Unfortunately, life includes death, and we can learn, I believe, from processing loss and death. So this is an effort on my part to do that publicly, so as to be the vessel through which that set of feelings can come out for people to perhaps enjoy and learn from, and to laugh at in moments. My other comedy also comes from my life, but not all of my life are those moments, thankfully.

You answered my follow-up question already.

I’m very efficient. [laughs]

With all of that being said, although these moments and the traumas you talk about in this album are very personal, like we talked about before, there are so many that have dealt with their own thing like this in their own way. What do you hope this album provides for listeners, and not just for listeners who can relate, but also the listeners who may not have known what goes underneath the surface of this type of situation?

I do believe that learning about other types of sadness and loss can enrich us in our human experience of being alive. To go back to Tig’s hour, and other hours where sad stuff happens, where I might not have known about what kind of possibility. I’ve laughed and I’ve also learned. Like, I take a probiotic with an antibiotic every single time because of a line in Tig’s set that wasn’t even a laugh line. If somebody takes from this hour that they may not have known the possibilities of stillbirth or the prevalence of pregnancy loss, or god forbid something afflicts them or someone they know and they’re wondering what to say, or if somebody is afflicted with the kind of grief and worry as I did that they might never be able to laugh again, I think this hour would be a good indication that they could be just fine.

Is there any other aspect of this album that you may want to touch on before we get out of here?

I think the element of processing loss sometimes is looked at as this kind of luxury.
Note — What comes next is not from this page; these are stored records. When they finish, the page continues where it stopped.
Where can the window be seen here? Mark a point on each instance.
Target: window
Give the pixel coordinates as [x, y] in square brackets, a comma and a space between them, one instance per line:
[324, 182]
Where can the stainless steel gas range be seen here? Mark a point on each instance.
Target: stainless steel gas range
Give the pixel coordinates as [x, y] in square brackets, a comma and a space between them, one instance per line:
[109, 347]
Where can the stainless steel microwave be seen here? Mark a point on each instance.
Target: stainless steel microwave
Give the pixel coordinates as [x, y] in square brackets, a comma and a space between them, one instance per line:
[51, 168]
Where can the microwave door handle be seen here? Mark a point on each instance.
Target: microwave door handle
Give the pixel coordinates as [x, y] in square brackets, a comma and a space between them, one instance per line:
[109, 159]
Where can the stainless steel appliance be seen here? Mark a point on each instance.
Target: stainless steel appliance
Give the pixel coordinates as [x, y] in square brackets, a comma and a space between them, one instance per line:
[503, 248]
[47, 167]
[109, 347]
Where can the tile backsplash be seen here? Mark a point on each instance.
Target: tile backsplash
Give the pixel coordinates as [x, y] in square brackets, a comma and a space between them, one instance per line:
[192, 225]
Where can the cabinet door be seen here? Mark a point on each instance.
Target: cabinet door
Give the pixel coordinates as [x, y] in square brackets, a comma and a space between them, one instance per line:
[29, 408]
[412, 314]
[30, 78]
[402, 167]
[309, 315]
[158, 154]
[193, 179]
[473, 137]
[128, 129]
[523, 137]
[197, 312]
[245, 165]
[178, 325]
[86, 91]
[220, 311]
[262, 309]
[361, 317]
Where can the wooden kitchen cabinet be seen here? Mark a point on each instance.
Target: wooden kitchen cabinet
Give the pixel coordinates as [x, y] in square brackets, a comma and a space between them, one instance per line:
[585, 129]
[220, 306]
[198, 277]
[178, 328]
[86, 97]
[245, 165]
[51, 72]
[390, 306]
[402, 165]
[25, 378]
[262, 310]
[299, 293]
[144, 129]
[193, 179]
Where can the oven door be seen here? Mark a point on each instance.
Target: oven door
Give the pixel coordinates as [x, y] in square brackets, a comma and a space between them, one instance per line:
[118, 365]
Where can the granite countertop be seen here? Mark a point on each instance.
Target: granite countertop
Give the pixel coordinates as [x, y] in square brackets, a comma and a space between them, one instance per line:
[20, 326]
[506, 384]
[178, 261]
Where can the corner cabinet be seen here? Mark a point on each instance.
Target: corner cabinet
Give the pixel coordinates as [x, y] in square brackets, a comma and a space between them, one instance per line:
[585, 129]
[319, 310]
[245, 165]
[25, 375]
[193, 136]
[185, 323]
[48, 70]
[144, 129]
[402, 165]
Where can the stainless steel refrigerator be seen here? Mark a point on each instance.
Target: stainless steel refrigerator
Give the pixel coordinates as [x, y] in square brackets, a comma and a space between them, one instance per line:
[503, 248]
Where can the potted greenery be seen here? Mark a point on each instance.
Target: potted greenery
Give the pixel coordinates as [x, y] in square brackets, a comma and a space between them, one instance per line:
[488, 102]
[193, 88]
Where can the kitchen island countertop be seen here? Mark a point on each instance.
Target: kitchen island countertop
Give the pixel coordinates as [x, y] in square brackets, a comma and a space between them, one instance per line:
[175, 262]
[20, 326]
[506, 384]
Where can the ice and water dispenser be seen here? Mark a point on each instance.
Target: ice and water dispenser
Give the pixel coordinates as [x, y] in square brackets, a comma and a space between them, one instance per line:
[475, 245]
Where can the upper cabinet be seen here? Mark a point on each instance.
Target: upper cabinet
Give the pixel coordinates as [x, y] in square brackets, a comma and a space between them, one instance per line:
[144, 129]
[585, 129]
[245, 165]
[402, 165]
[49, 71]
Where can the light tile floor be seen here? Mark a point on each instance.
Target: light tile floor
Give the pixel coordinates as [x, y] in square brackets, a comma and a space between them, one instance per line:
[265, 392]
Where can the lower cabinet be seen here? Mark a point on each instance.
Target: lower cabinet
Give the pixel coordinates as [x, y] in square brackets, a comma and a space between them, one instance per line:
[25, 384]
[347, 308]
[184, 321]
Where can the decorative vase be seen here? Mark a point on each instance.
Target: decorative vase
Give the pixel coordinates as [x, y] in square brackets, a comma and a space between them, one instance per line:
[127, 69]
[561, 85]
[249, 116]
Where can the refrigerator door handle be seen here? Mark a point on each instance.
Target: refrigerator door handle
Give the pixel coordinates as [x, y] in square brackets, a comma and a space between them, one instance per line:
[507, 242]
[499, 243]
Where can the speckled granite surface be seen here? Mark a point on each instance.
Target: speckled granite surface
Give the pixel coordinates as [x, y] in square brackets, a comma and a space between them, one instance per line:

You take time off to do it, and you can question whether you have to do it. I think part of the reason why people don’t say they’re pregnant right away is really for the protection of other people, because god forbid something happens to the pregnancy and everyone has to feel bad, whereas if you don’t say anything, it’s just the pregnant person who deals with this alone. I don’t know that my album is going to stop that, but I think that more people talking about loss that is unspeakable provides an avenue for people to talk about things rather than to feel alone with those things. Now, there is so much talk about getting help, and god forbid if someone takes their own life, there’s the thought of ‘could we have done something?’ and these are the ways. This is the sort of 3.0 way that people are intervening, where it’s like ‘what are things that people aren’t talking about that they could reach out?’

I don’t know if my doing so is going to be that for someone, but it could be. The other thing is that stillbirths are as prevalent as they are in part because anti-abortion activists are lobbying to limit the research that could help prevent them. That’s part of the reason they exist as much as they do in the United States. So, if contending with the human experience, the reality that somebody is grieving is a way of raising awareness around stillbirth prevention, I feel that my job is done.